Cyprus, of course, is much more than Pedoulas. In many cases, it reminded me of home, both in Larnaca, and especially in Pedoulas. Even though we do not have mountains or sea in Moldova, the feeling of home could occur in its slightly roughened houses, in people, in hospitality or orthodox culture; it is the kindness combined with the southern impulsivity and the emotional attachment. A country with a sense of a separated – divided – country (North Cyprus, a territory occupied by Turkish), a bilingual culture with a mix of the opposites – Greek and Turkish languages. While this brought to my mind a joke of 'if Moldova was a Mediterranean island, it could be Cyprus', Nicosia proved me wrong. It showed me again that, while Moldova can relate to this linguistic contrast and hospitality, Cyprus is much more of a South, and much more heightened in its controversies, making evident its crossing-the-continents location. It meant the first authentic Mosque I have ever visited, startled by its atmosphere. I call this mosque an autobiography because of the lancet arches that show its past as a Gothic church, converted in 1570 by Ottomans. Short and sweet, Cyprus is much more perplexed (hence the plentiful of pictures below from Nicosia only), hot, and has got a very distinct image from all the places I had visited earlier.

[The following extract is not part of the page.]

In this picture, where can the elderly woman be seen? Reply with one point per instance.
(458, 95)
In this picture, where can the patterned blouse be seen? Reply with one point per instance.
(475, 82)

I could never decide whether I am a sea or a mountain person, and this journey made me explore, compare the two in one go by moving from Cypriot beaches to the mountainous charm of Pedoulas. It made me explore the formerly unknown – and therefore special – places, that a part of me is still listening to the stories told to me at the scrap metal sculptures workshop of Nicosia. While my conclusion is that…well, that I still have no clue whether for me it is the sea or the mountains – I do have a clue that this Cypriot journey disclosed to me the new world, bringing the light to my – presumably – right Path. Surely, it was happening through the country, the people, the opportunities of Erasmus+, the sunsets, the cherry trees, and, of course, through the book of The Alchemist saying: Maktub.